Воздаяние свершают существующая по своим универсальным законам и безразличная к любой человеческой славе и могуществу Природа и увековечивающая, возвеличивающая или придающая забвению Память. Результат работы коллективной памяти – отражающий акцентированное автором современное восприятие героев и обусловленный не только тем, что положительное склонны забывать, а отрицательное как требующий осмысления травматический опыт помнится лучше и дольше, – воплощен в экфрасисах. «Who trembles now at thy capricious mood? / ‘Mid those surrounding Worthies, haughty King», – с иронией обращается поэт к давно ушедшему Генриху VIII, который теперь всего лишь портрет среди многих других, и о котором, несмотря на существовавшие достижения (их время не сотрет, но поэт относит лишь на счет Провидения (Recollection, 11‒14)), память сохранилась плохая. Едва ли его могли забыть, несмотря на многолетнее изгнание, недавно умершего Наполеона. Однако Вордсворт о его памяти не говорит, отказывая в ней возомнившему себя всесильным и «пытавшемуся поработить мир» (См. подр.: [Рогова 2014: 33‒37]). Лишь Веллингтону (который был еще жив, но эпоха и свершения которого завершились) в связи с меньшими прегрешениями и великой победой (хотя и с колебаниями [Рогова 2015: 109]) предрекает рай – собственно память: «…for he such seed/Has sown as yields, we trust, the fruit of fame / In Heaven; hence no one blushes for thy name, / Conqueror, ‘mid some sad thoughts, divinely blest!» (строки 11‒14).

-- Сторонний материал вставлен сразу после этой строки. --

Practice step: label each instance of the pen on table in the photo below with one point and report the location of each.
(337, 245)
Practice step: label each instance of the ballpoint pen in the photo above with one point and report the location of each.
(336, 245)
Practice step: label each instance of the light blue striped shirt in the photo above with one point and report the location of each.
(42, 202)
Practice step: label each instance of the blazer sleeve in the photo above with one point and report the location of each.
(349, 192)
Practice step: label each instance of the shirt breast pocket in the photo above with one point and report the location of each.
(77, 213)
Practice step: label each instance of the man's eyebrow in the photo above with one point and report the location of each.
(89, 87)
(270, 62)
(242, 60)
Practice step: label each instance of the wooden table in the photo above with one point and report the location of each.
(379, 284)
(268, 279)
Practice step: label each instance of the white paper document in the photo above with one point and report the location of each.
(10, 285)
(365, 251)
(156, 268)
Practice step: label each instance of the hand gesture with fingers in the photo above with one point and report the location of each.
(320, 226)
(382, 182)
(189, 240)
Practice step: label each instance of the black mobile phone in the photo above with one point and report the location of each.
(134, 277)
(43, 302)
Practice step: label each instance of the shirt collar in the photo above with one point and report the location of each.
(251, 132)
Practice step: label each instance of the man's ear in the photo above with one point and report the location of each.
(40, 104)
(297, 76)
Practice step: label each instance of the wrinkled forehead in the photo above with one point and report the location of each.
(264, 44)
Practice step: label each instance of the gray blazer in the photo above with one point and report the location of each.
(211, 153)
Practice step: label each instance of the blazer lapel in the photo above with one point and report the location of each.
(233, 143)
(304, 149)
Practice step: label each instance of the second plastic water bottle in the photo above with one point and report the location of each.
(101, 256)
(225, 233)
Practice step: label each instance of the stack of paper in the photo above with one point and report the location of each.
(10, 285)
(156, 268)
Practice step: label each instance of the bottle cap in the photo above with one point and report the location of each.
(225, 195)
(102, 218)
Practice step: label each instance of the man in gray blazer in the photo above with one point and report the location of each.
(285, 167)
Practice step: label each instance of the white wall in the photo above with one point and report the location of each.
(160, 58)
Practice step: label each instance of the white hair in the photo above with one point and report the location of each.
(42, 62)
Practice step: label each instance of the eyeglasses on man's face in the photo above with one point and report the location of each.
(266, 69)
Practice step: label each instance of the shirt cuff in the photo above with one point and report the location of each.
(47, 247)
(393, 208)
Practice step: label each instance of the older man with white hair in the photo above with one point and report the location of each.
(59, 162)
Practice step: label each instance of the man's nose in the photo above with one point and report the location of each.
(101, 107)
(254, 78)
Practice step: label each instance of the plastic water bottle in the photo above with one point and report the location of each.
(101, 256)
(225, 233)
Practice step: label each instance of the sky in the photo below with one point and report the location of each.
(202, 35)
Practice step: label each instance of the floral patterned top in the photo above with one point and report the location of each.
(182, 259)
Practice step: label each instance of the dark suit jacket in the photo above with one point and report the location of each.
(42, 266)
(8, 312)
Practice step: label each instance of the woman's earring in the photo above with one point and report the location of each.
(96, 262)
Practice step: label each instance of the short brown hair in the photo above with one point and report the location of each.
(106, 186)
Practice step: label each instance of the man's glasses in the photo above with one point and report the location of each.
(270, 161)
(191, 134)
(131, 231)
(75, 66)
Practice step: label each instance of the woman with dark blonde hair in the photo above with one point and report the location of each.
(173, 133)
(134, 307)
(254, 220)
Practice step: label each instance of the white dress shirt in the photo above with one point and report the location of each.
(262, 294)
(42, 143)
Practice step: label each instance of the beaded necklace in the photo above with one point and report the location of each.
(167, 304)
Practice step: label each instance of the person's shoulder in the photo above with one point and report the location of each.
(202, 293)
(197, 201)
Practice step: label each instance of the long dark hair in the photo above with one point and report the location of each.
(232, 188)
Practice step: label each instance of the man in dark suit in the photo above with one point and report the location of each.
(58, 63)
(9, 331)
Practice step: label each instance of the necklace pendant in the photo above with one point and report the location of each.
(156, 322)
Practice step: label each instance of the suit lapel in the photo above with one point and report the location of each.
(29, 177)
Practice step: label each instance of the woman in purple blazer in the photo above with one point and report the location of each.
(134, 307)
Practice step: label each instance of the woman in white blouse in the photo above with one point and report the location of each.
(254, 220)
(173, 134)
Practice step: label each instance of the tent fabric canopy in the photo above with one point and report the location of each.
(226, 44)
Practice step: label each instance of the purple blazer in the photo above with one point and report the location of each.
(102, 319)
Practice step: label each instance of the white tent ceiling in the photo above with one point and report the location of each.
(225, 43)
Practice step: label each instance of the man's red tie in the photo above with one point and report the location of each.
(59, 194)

Экфрасисы Вордсворта демонстрируют утрату поэтом уверенности в «абсолютной силе целительной и восстанавливающей памяти», проявившуюся уже в 1814 г. в элегический «Экскурсии» – эпитафии веку, представляющей «память, не воссоздающую или отчасти восстанавливающую прошлое, но память, которая может только предавать посредством знаков и образов разорванные невосполнимые повествования о прошлом» [Hirschfield 1999: 3]. В предвосхищение суждений историков XXI в., и в частности Нора [Nora 1989: 8‒9], они отражают постоянные процессы индивидуальной и культурной памяти (запоминание, забвение, присваивание, манипуляцию, засыпание и пробуждение, нестабильность, стираемость), осознание которых в условиях исторической необходимости вызывает у поэта активное желание запечатлевать образы, события и их восприятие для ее поддержания, передачи должного знания следующим поколениям. Понимание важной роли искусства в созидании памяти и своей как Поэта – ее инициатора и столпа (для которого «хрупкая сила», чьи «вспышки зависят от случая»1 вполне осязаема, если и не совсем надежна, а воображение способно «уловить то, что находится в постоянном движении», «ту нить связующую нас с вечным настоящим» [Ibid: 8]), объединяющей силы, подобной Солнцу во Вселенной, побуждает к сохранению своих творений и памяти о себе, ее закреплению в стихах через реакцию на образы других, через отражение мнений и практики на фоне коллективных. Таким образом, увековечивая запечатленных героев и мастерство художника, Вордсворт постоянно увековечивает самого себя и свои размышления о Человеке, Жизни, Времени, Природе2.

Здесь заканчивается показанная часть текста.